Dissimilar friction stir welding of precipitation-hardened aluminum alloys is strongly affected by alloy mismatch, asymmetric material flow, weld-zone softening, and residual-stress development. In this study, the process–structure–property relationship of dissimilar AA7070-T6/AA6013-T6 friction-stir-welded joints was experimentally investigated under three welding conditions. The rotation speed was kept constant at 2000 rpm, while the traverse speed and effective alloy-position arrangement were varied. The joints were characterized using Vickers microhardness mapping, transverse tensile testing, X-ray diffraction residual-stress analysis, SEM fractography, EBSD, and TEM/STEM-EDS microstructural examination. In addition, the Softening Index and Coupled Performance Index were used as comparative indicators to evaluate hardness degradation and combined joint performance. The results revealed an asymmetric hardness distribution across the dissimilar joints, with localized softening in the weld-affected region. Among the investigated conditions, Case-2 exhibited the best overall mechanical response, achieving the highest ultimate tensile strength and elongation, and approximately 70% joint efficiency relative to the stronger AA7070-T6 base alloy. Residual-stress analysis showed that the longitudinal component was dominant over the transverse component, and Case-2 produced the lowest tensile longitudinal residual-stress peak and the smoothest stress transition across the weld.
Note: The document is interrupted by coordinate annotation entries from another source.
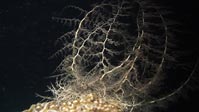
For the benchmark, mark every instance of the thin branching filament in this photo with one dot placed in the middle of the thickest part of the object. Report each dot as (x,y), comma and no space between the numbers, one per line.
(114,57)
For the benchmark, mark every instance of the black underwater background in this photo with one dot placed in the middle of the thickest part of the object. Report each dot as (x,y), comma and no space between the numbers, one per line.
(27,36)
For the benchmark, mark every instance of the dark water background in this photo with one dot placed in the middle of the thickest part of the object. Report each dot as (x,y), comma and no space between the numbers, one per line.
(27,35)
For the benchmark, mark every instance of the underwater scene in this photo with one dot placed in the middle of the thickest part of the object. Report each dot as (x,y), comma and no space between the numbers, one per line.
(99,56)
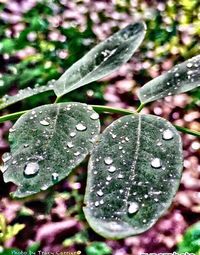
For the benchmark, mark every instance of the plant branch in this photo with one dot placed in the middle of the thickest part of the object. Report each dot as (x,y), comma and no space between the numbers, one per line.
(11,116)
(108,109)
(104,109)
(139,109)
(187,131)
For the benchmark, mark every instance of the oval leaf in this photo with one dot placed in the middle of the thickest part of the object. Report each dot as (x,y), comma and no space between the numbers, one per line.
(102,59)
(47,143)
(24,93)
(134,172)
(179,79)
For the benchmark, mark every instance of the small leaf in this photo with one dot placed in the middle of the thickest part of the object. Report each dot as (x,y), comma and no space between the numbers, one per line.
(47,143)
(23,94)
(133,174)
(102,59)
(179,79)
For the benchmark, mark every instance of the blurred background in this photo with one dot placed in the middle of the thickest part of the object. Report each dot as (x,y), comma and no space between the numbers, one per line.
(39,40)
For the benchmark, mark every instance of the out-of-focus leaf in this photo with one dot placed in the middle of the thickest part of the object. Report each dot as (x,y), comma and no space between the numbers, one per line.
(179,79)
(102,59)
(191,240)
(23,94)
(133,175)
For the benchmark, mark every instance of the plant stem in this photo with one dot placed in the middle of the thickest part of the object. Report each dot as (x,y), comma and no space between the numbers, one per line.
(11,116)
(57,99)
(108,109)
(105,109)
(139,109)
(187,131)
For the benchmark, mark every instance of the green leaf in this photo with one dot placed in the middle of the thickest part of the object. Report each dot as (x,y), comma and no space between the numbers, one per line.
(133,174)
(23,94)
(191,240)
(47,143)
(98,248)
(102,59)
(181,78)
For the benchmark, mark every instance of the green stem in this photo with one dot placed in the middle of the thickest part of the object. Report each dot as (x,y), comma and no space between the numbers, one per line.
(11,116)
(105,109)
(139,109)
(57,100)
(187,131)
(108,109)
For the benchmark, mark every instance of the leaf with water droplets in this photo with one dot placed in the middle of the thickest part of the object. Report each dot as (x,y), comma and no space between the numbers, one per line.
(7,100)
(179,79)
(47,143)
(102,59)
(134,172)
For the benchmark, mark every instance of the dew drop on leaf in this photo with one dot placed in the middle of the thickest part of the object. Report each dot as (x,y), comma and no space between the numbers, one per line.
(156,163)
(70,145)
(80,127)
(44,123)
(31,169)
(112,169)
(55,177)
(72,134)
(94,116)
(133,207)
(167,134)
(108,161)
(6,156)
(100,193)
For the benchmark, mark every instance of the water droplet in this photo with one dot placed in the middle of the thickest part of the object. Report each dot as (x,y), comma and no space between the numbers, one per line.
(80,127)
(156,163)
(96,203)
(167,134)
(133,207)
(108,161)
(189,65)
(72,134)
(70,145)
(100,193)
(44,123)
(31,169)
(112,169)
(109,178)
(55,176)
(6,156)
(94,116)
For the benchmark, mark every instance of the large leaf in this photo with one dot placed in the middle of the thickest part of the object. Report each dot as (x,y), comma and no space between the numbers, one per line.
(179,79)
(23,94)
(102,59)
(134,172)
(47,143)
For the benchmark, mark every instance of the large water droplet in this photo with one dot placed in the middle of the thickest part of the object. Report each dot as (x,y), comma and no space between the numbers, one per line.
(133,207)
(72,134)
(189,65)
(55,177)
(112,169)
(167,134)
(156,163)
(108,161)
(94,116)
(80,127)
(44,123)
(70,145)
(31,169)
(100,193)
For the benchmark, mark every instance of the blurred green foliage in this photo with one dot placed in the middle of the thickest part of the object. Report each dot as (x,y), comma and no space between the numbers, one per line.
(191,240)
(36,49)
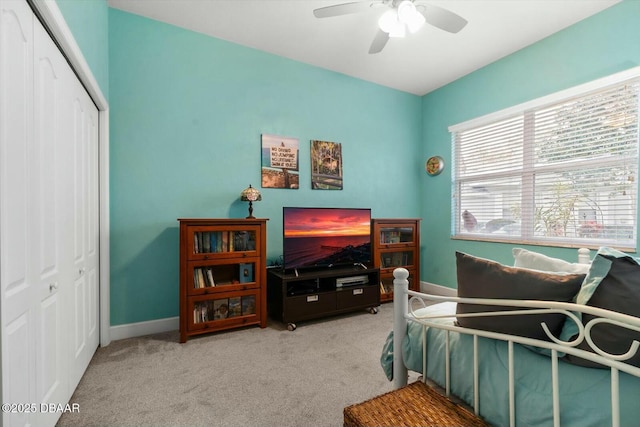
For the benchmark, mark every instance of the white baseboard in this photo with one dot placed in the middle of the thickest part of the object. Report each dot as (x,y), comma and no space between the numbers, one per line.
(131,330)
(139,329)
(433,289)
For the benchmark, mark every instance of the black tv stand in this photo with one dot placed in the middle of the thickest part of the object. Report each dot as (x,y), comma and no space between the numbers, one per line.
(304,295)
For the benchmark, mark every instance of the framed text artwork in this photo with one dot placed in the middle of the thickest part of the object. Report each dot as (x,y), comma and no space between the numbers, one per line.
(326,165)
(280,166)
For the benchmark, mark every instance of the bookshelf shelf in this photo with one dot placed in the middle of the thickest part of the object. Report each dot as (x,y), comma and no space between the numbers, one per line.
(222,275)
(396,243)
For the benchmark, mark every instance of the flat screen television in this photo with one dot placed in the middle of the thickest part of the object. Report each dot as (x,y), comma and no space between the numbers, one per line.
(326,237)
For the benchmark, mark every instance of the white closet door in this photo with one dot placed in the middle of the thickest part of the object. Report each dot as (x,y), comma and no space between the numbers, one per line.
(48,218)
(84,193)
(50,178)
(19,323)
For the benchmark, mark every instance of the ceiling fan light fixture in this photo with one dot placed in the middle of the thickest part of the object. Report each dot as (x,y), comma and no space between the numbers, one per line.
(390,24)
(408,15)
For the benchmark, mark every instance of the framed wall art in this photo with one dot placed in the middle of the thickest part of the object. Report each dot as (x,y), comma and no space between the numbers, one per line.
(280,165)
(326,165)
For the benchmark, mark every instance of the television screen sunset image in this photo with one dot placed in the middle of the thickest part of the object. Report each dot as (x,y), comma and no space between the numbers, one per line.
(326,236)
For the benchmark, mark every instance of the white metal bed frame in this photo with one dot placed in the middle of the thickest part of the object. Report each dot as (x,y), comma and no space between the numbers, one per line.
(405,311)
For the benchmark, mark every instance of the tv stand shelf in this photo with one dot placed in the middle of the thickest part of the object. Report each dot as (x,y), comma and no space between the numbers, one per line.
(305,295)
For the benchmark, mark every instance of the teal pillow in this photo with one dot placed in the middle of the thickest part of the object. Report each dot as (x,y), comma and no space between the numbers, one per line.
(613,283)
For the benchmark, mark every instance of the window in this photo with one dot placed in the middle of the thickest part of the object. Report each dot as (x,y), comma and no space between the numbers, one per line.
(558,171)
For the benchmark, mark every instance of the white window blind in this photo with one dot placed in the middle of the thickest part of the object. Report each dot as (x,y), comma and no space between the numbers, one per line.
(561,170)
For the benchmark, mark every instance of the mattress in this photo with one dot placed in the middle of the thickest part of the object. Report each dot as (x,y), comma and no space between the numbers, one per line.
(585,393)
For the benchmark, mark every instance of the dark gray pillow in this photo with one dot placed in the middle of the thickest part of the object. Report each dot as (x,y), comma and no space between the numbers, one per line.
(482,278)
(618,291)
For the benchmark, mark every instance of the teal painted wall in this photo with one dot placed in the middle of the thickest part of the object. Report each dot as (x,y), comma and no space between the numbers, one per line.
(598,46)
(89,23)
(187,112)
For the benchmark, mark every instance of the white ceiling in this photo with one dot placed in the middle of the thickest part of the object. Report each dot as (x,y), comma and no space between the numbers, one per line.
(418,64)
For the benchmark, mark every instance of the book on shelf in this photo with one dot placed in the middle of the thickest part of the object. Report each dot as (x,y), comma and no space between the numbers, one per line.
(221,308)
(246,272)
(248,305)
(199,280)
(235,306)
(225,242)
(210,277)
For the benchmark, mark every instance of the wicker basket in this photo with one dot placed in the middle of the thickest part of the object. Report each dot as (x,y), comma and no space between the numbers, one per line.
(415,405)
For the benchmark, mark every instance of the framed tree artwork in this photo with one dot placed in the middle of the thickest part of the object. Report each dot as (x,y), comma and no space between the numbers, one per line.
(326,165)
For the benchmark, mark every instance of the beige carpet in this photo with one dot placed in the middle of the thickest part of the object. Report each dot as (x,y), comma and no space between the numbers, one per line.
(245,377)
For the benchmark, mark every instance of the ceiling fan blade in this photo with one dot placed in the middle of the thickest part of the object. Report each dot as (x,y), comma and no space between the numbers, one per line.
(340,9)
(442,18)
(379,41)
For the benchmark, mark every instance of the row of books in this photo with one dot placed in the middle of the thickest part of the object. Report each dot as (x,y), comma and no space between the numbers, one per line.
(206,311)
(223,241)
(395,236)
(204,277)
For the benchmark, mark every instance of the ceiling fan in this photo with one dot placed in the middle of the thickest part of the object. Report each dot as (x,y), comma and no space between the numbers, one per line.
(401,16)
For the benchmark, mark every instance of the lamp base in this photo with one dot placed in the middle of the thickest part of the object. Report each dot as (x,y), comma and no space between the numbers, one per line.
(250,211)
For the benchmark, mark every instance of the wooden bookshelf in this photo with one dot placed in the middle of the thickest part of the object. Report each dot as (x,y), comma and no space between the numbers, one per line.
(222,275)
(396,243)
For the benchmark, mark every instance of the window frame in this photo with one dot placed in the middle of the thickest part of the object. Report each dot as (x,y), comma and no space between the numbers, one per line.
(527,171)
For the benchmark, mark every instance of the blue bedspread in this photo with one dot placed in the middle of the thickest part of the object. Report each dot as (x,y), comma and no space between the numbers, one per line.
(584,392)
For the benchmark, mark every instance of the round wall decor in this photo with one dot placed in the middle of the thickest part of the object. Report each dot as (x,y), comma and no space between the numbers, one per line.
(434,165)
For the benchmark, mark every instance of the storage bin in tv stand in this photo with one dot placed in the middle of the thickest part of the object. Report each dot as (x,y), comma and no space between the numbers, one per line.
(305,295)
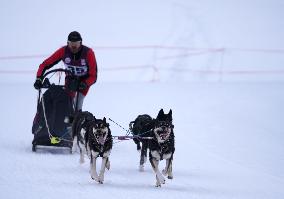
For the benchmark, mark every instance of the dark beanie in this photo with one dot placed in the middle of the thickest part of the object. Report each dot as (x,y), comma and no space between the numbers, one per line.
(74,36)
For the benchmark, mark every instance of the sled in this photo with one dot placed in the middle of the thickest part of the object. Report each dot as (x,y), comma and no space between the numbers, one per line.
(53,107)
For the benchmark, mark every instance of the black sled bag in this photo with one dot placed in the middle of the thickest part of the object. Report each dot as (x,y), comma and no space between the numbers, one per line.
(49,119)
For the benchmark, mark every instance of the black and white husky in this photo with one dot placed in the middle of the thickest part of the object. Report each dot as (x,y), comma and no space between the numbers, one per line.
(79,128)
(142,128)
(162,146)
(99,144)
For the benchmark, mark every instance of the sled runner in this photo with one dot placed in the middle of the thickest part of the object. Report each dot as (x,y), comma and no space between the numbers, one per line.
(53,106)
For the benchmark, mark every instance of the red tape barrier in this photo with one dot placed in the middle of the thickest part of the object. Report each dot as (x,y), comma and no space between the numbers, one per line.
(191,52)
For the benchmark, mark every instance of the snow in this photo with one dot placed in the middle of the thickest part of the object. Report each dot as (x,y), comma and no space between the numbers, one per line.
(228,126)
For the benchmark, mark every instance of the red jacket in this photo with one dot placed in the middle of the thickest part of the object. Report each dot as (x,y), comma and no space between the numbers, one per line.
(82,63)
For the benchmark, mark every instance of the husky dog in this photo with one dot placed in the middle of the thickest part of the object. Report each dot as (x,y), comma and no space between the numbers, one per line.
(162,146)
(141,128)
(79,128)
(99,144)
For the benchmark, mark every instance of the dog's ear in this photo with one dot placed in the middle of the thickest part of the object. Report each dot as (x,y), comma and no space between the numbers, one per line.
(161,114)
(69,120)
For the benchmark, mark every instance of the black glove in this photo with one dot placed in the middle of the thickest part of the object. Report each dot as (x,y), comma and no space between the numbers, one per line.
(83,86)
(38,83)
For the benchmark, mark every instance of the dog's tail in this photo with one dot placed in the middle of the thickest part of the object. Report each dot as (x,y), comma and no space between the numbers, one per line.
(69,119)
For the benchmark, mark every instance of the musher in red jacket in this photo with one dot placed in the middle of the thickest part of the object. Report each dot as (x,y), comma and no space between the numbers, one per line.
(77,58)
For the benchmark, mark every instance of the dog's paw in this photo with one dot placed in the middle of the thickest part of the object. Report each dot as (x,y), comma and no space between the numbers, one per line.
(141,168)
(161,179)
(95,177)
(101,179)
(82,160)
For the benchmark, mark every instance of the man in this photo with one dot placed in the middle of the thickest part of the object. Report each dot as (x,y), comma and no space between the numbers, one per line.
(77,58)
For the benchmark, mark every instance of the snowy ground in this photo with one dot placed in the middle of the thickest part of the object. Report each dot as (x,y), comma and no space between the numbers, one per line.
(229,143)
(221,72)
EBSD confirmed substantial grain refinement in the nugget zone, while TEM/STEM-EDS revealed a chemically heterogeneous interfacial region containing redistributed Zn/Mg-rich and Cu-rich precipitate-related features. SEM fractography further indicated that Case-2 exhibited the most ductile fracture response. Overall, Case-2 provided the most favorable balance between hardness retention, tensile strength, ductility, residual-stress control, weld-line homogeneity, and fracture behavior within the investigated experimental matrix. The proposed indices are useful for comparative assessment of the studied welding conditions; however, broader design-of-experiments validation is required before general optimization can be claimed.